TALİMATLARA UYGUN İLAÇLAMA YAPILMALI
Tarımda kullanılan pestisitlerin bal arılarına olan zararlı etkilerinin kullanılan ilacın cinsi, uygulama yeri ve zamanı, uygulanan dozu, etki süresi, ilaçlama yöntemi, ilaçlama günlerindeki meteorolojik koşullar gibi pek çok faktöre bağlı olarak değişebildiğini ifade eden Karademir, “Hatalı ve tekniğine uygun olmadan kullanılan bazı zirai mücadele ilaçlarıyla kirlenen su kaynakları ve polen tozları, çok sayıda ergin arı ve yavru ölümlerine neden olmaktadır.
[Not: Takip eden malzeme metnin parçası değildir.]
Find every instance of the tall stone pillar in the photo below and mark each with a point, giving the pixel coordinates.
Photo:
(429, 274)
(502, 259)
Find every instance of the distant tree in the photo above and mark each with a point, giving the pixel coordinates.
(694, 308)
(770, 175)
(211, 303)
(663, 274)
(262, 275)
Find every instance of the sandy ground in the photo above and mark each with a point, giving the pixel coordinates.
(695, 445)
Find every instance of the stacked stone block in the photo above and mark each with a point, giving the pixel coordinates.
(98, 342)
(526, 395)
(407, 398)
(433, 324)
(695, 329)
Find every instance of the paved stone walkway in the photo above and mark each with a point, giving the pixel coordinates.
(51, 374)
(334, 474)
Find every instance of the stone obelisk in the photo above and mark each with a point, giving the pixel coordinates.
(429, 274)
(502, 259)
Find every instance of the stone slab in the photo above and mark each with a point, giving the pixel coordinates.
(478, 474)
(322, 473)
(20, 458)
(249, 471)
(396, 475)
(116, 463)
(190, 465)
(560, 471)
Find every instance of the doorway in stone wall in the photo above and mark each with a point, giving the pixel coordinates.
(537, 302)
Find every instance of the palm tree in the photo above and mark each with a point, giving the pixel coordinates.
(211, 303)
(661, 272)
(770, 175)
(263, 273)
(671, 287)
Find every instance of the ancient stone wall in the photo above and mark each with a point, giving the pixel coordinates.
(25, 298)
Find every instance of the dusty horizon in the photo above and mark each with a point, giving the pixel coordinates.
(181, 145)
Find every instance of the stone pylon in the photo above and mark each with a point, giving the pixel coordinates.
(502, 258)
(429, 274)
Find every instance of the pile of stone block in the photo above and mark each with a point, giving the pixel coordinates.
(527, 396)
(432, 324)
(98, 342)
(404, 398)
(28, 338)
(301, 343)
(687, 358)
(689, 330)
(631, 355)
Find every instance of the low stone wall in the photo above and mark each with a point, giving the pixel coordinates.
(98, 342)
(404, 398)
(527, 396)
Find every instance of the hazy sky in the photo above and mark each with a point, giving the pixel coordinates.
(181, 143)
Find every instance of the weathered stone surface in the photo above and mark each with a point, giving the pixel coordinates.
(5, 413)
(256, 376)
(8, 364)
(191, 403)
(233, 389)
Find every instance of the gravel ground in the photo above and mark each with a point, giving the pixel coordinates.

Toz halinde kullanılan zirai ilaçlar, sıvı halde atılan ilaçlara oranla arılar için daha zararlıdır. Çünkü toz halindeki ilaçlar, daha kolay yayılır ve polenle birlikte kovana taşınabilirler.”

ARICILARLA BİRLİKTE ÜRETİCİLERE DE ÖNEMLİ GÖREVLER DÜŞMEKTE
Arılarının korunmasında arıcılarla birlikte üreticilere de önemli görevler düştüğünü kaydeden Karademir şöyle konuştu;
“Arların korunmasında, Daha az risk taşıyan bir arılık yeri seçilmeli, Kolay taşınabilen, havalandırması iyi, gezginci arıcılık için uygun kovanlar kullanılmalı, Uzun süre kalıcı etkili ve arılar için çok tehlikeli ilaçların kullanılması durumunda koloniler ilaçlama sahasından en az 7-8 km uzaklıkta emin bir yere taşınmalı, Arılıkta suluk bulundurularak arıların tehlikeli olabilecek başka kaynaklardan su almaları en aza indirilmesinin yanında üreticilerde, Bir zorunluluk yoksa ilaçlamaları bitkilerin çiçeklenme dönemlerinde yapmamalı, Mutlak ilaç gerekiyorsa Ziraat Mühendisi danışmanına sorarak arılarda etkili olmayan ilaçları seçmeli, Toz ilaçlar yerine sıvı ilaçları tercih etmeli, İlaçlamaları arıların kovanda oldukları akşam saatlerinde yapmayı tercih etmeli, Kullanılan ilaç ve ilaç atıkları sulara bulaştırılmamalı, Bitki üreticisi, ne zaman ilaçlama yapacağını ve hangi ilaçları kullanacağını çevresindeki arıcılara önceden bildirmelidir.”